Damit war sie an der Berufsausübung gehindert.
Das ist ein ehebedingter Nachteil.
Ein Mann, der seine Frau verlässt, ist ein Schuft.
Ein Mann, der von seiner Frau verlassen wird, ist auch ein Schuft, denn sonst hätte sie ihn ja nicht verlassen müssen.
Okay, ehebedingter Nachteil.
Aber: Darf sie ihre Ausbildung einfach aufhören, obwohl es Betreuungsmöglichkeiten gegeben hätte. Hätte sie sie beendet, müsste ich jetzt kein EU - Unterhalt zahlen.
Muss ich dafür zahlen, weil sie ihre Ausbildung nicht zuende gemacht hat.
Außerdem: Ich habe zwei Jahre 700 € gezahlt.

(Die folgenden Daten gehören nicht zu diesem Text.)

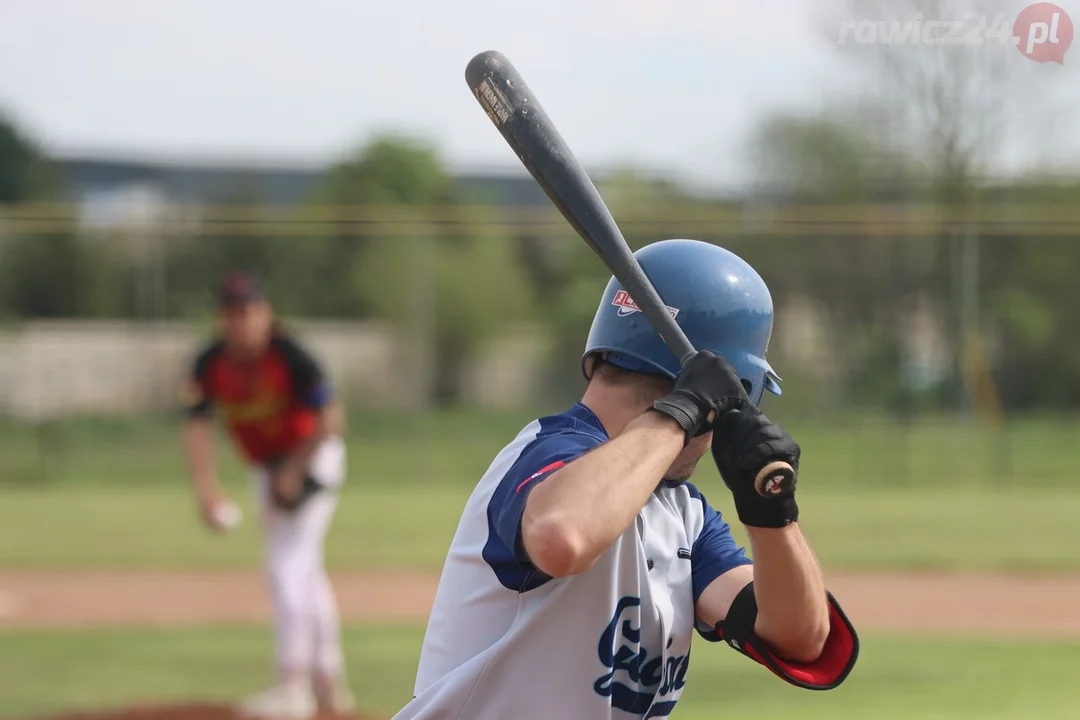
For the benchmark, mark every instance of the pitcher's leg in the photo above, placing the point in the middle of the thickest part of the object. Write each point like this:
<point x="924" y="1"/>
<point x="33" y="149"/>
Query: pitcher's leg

Kann es sein, dass ich jetzt - wenn die Berechnung das hergeben würde- auf einmal 1600 € zahlen müsste ??
Spielen hier die 4 Jahre nicht auch eine Rolle.
was denkt ihr sollte ich tun ?
Außerdem: Der Abbruch ihrer Ausbildung war nicht durch die Ehe begründet (kein ehebedingter Nachteil).
Erklär das dem Richter.
Die Verhängung von EU hängt ausschließlich von der Willkür des Richters ab, im Juristensprech "Billigkeit" genannt.
Ein Mann, der seine Frau verlässt, ist ein Schuft.
Ein Mann, der von seiner Frau verlassen wird, ist auch ein Schuft, denn sonst hätte sie ihn ja nicht verlassen müssen.
nacheheliche Tätigkeit: Sie hat ein Jahr Refendariat gemacht und war dann bei der ARGE
Hallo,
hat sie ihr Referendariat abgeschlossen?
/elwu
Moin,
@elwu: Referendariat hat sie nachehelich abgebrochen.
Nach einem Jahr brach sie jedoch ihr Refendariat ab, weil wie sie sagt unsere Tochter - stark unter ihrer Nichtverfügbarkeit leidet.
Cura, stell doch mal bitte den Anwaltsschrieb anonymisiert hier rein (danach wurde schon weiter oben gefragt) ...
Zusätzlich wäre jetzt auch der Wortlaut Eures Vergleiches interessant (Du schreibst "war auf 2 Jahre begrenzt" - wird hier auch zur Zeit danach etwas gesagt ?).
Ansonsten kann nur gemutmaßt werden (naja Mutmaßungen werden es bleiben, weil letztendlich nur ein Richter entscheiden kann).